The science team is using images taken from Panorama Point to select precisely where to pause for a few days and use instruments on Curiosity’s arm to examine Waypoint 1. The rock targets being considered are still about 245 feet (75 meters) southwest of Curiosity’s Sept. 9 position.

The trek to Mount Sharp will continue for many months after the planned work at Waypoint 1.

NASA’s Jet Propulsion Laboratory, a division of Caltech in Pasadena, manages the Mars Science Laboratory Project for NASA’s Science Mission Directorate, Washington. JPL designed and built the project’s Curiosity rover.

More information about Curiosity is online at http://www.nasa.gov/msl and http://mars.jpl.nasa.gov/msl/ . You can follow the mission on Facebook at http://www.facebook.com/marscuriosity and on Twitter at http://www.twitter.com/marscuriosity .

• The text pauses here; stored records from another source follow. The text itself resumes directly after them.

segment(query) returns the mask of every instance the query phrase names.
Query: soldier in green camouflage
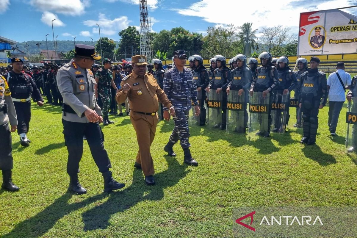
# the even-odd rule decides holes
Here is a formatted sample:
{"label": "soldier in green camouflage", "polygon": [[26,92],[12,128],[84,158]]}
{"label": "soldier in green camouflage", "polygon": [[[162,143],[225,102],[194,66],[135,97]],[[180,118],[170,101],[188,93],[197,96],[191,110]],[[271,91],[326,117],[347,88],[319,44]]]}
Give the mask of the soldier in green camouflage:
{"label": "soldier in green camouflage", "polygon": [[109,69],[112,63],[109,59],[105,59],[103,60],[104,64],[103,67],[99,69],[95,72],[95,81],[97,83],[96,89],[96,95],[99,93],[100,99],[103,103],[102,111],[103,113],[103,124],[107,125],[114,123],[110,121],[109,117],[109,110],[110,108],[111,101],[111,85],[112,86],[117,92],[118,88],[113,80],[111,71]]}

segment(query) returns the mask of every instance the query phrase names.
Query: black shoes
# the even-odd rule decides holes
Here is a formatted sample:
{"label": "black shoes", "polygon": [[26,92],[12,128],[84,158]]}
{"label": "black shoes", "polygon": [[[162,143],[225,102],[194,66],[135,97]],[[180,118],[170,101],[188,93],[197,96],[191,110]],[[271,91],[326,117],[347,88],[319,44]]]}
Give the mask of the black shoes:
{"label": "black shoes", "polygon": [[152,175],[145,176],[145,182],[148,185],[154,185],[155,184],[154,176]]}
{"label": "black shoes", "polygon": [[103,177],[104,179],[104,192],[110,192],[113,190],[120,189],[125,186],[125,184],[118,183],[113,178],[110,171],[103,173]]}
{"label": "black shoes", "polygon": [[82,187],[78,181],[78,175],[77,174],[72,176],[70,176],[69,186],[68,191],[78,194],[84,194],[87,193],[87,190]]}
{"label": "black shoes", "polygon": [[192,166],[198,166],[198,162],[195,160],[191,156],[191,152],[189,148],[186,148],[183,150],[183,154],[185,155],[185,158],[183,159],[183,162],[188,165]]}
{"label": "black shoes", "polygon": [[307,136],[303,136],[302,138],[301,138],[301,140],[300,141],[300,143],[301,144],[305,144],[305,143],[307,143],[308,141],[309,140],[309,138]]}
{"label": "black shoes", "polygon": [[165,147],[164,148],[164,150],[166,152],[167,152],[169,156],[176,156],[176,154],[174,152],[174,150],[172,149],[173,146],[174,146],[173,144],[169,142],[166,144]]}
{"label": "black shoes", "polygon": [[20,188],[12,182],[11,179],[12,171],[11,170],[3,170],[2,172],[2,184],[1,186],[1,188],[12,192],[18,191]]}
{"label": "black shoes", "polygon": [[135,161],[134,163],[134,167],[139,169],[141,169],[141,165],[136,161]]}

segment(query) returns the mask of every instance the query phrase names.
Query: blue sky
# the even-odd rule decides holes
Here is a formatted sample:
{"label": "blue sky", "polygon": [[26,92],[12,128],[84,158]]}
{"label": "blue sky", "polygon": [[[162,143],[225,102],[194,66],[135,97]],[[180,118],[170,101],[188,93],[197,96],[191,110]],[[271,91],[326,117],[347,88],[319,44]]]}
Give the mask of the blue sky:
{"label": "blue sky", "polygon": [[[21,42],[52,38],[51,20],[57,40],[90,40],[102,37],[120,40],[119,32],[140,25],[139,0],[0,0],[3,24],[0,35]],[[208,26],[253,22],[254,29],[282,25],[298,31],[299,12],[357,4],[357,0],[287,0],[273,3],[262,0],[147,0],[152,29],[159,32],[182,26],[204,33]],[[255,6],[264,6],[256,9]],[[357,7],[346,10],[357,15]],[[4,22],[4,21],[3,21]],[[6,25],[7,27],[4,27]]]}

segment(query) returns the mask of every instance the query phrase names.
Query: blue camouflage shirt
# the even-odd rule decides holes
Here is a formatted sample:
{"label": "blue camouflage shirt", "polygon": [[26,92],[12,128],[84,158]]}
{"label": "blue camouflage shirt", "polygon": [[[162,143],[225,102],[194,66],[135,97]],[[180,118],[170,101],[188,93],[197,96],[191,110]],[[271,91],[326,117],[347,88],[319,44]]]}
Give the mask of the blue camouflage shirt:
{"label": "blue camouflage shirt", "polygon": [[[195,105],[197,101],[197,87],[191,70],[183,67],[180,73],[176,66],[169,70],[164,77],[164,91],[176,111],[184,111],[191,108],[191,100]],[[164,107],[164,110],[167,108]]]}

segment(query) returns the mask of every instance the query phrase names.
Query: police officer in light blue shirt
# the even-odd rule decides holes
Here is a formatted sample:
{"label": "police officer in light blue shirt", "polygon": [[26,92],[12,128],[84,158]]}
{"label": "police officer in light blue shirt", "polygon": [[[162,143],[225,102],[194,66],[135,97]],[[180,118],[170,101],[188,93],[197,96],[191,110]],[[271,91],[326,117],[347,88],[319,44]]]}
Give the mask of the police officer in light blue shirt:
{"label": "police officer in light blue shirt", "polygon": [[345,64],[337,63],[337,69],[328,76],[327,90],[328,90],[328,126],[331,136],[336,135],[336,127],[338,116],[343,103],[346,100],[346,89],[351,85],[351,76],[345,71]]}

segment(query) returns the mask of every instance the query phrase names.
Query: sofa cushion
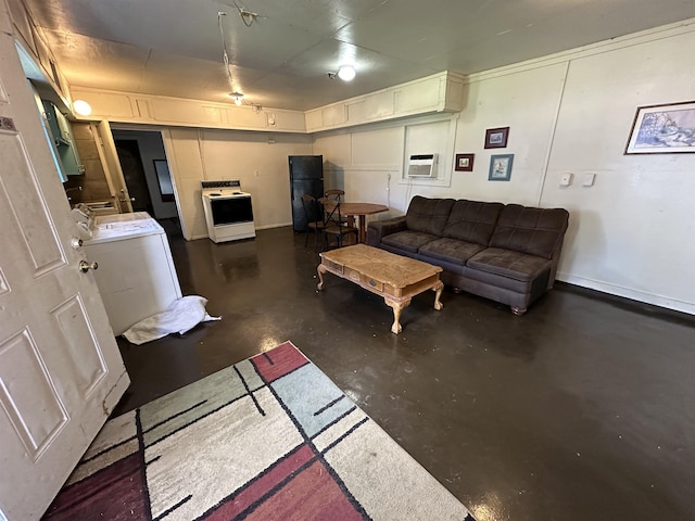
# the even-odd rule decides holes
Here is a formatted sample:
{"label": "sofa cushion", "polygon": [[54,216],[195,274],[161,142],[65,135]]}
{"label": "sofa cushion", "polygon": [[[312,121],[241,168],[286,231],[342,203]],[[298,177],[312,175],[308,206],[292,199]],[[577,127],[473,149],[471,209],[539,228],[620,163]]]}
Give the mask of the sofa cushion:
{"label": "sofa cushion", "polygon": [[437,239],[439,239],[439,237],[432,236],[431,233],[405,230],[384,236],[381,239],[381,242],[383,244],[388,244],[389,246],[397,247],[406,252],[416,253],[421,246]]}
{"label": "sofa cushion", "polygon": [[454,202],[453,199],[428,199],[415,195],[405,214],[408,230],[441,237]]}
{"label": "sofa cushion", "polygon": [[538,277],[543,270],[549,269],[552,264],[552,260],[538,255],[500,247],[486,247],[470,257],[467,266],[526,282]]}
{"label": "sofa cushion", "polygon": [[507,204],[497,220],[490,246],[552,258],[561,245],[569,213],[564,208],[531,208]]}
{"label": "sofa cushion", "polygon": [[443,238],[428,242],[420,247],[419,253],[422,256],[464,266],[466,260],[485,247],[486,246],[472,242]]}
{"label": "sofa cushion", "polygon": [[465,199],[456,201],[448,214],[442,237],[486,246],[502,208],[504,208],[502,203],[484,203]]}

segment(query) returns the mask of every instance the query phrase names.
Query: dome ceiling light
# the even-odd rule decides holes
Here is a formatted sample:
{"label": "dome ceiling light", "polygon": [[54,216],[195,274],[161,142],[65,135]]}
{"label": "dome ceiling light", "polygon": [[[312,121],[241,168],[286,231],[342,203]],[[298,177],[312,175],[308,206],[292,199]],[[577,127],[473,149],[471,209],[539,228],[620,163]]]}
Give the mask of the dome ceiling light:
{"label": "dome ceiling light", "polygon": [[336,79],[336,77],[339,77],[343,81],[352,81],[357,73],[355,73],[355,67],[353,67],[352,65],[341,65],[338,72],[329,71],[326,74],[330,79]]}

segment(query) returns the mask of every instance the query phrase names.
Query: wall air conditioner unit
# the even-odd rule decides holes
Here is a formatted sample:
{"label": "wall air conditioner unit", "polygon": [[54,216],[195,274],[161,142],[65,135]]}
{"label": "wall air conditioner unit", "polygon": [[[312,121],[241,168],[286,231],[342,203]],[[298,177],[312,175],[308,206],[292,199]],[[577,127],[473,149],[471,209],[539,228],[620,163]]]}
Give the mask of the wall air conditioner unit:
{"label": "wall air conditioner unit", "polygon": [[408,161],[408,177],[437,177],[437,154],[412,155]]}

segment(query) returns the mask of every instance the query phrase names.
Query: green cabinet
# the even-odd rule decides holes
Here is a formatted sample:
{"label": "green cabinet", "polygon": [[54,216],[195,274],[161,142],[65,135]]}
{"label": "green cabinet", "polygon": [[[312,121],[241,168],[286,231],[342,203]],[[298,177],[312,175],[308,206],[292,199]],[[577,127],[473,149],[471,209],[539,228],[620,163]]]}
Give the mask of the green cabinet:
{"label": "green cabinet", "polygon": [[85,173],[85,166],[79,160],[79,154],[73,141],[73,135],[70,128],[70,122],[61,114],[55,105],[48,100],[41,100],[43,103],[43,113],[48,122],[49,134],[55,152],[58,155],[59,168],[62,178],[65,176],[79,176]]}

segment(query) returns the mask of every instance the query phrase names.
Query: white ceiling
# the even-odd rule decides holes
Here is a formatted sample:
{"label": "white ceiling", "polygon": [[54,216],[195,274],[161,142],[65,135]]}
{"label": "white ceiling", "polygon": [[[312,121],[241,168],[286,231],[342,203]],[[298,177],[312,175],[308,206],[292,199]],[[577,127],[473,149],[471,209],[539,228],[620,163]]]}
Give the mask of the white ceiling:
{"label": "white ceiling", "polygon": [[[694,0],[25,0],[72,86],[304,111],[695,17]],[[250,27],[239,9],[258,16]],[[683,50],[683,52],[691,52]],[[351,82],[328,71],[352,64]]]}

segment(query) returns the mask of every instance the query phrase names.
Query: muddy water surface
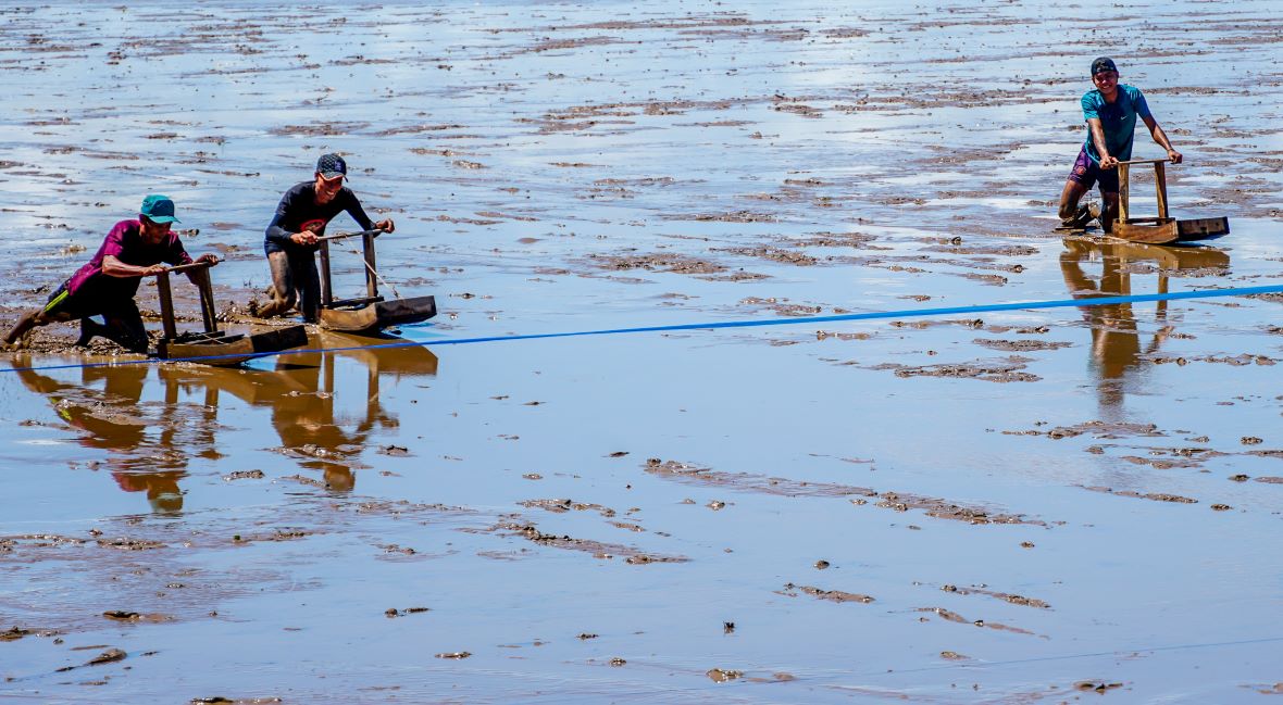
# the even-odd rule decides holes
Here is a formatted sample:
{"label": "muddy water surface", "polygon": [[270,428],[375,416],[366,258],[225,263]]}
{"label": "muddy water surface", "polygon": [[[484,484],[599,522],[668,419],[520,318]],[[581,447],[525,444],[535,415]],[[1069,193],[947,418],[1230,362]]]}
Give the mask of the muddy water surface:
{"label": "muddy water surface", "polygon": [[[262,231],[325,151],[396,219],[385,294],[441,309],[399,332],[423,346],[236,370],[64,368],[139,361],[69,326],[4,354],[0,699],[1279,692],[1283,299],[432,341],[1273,283],[1280,28],[1183,1],[0,12],[5,324],[153,191],[249,324]],[[1175,214],[1230,236],[1051,231],[1101,54],[1185,155]]]}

NASA's Mars rover Curiosity captured this view using its Navigation Camera (Navcam) after reaching the top of a rise called "Panorama Point" with a drive during the 388th Martian day, or sol, of the rover's work on Mars (Sept. 8, 2013).Curiosity’s View from ‘Panorama Point’ to ‘Waypoint 1’ and Outcrop ‘Darwin’

NASA’s Mars rover Curiosity captured this view using its Navigation Camera (Navcam) after reaching the top of a rise called “Panorama Point” with a drive during the 388th Martian day, or sol, of the rover’s work on Mars (Sept. 8, 2013). The view is southwestward and spans approximately from south to west, left to right.

In the upper central portion of the image is a patch of ground paler than its surroundings. This pale-toned patch had been mapped from orbit and selected as the first of a few waypoints for the rover to study for a few days during pauses in the mission’s multi-month trek from the “Glenelg” area to the lower layers of Mount Sharp. The outcrop that is exposed at this “Waypoint 1” site has been informally named “Darwin.” It is about 245 feet (75 meters) from the rover’s Sol 388 position on Panorama Point.

Curiosity finished more than six months of investigations in the Glenelg area in early July 2013 and began the drive of about 5.3 miles (8.6 kilometers) from Glenelg to the Mount Sharp entry point. Waypoint 1 is about one fifth of the way along the route plotted from examining orbiter images.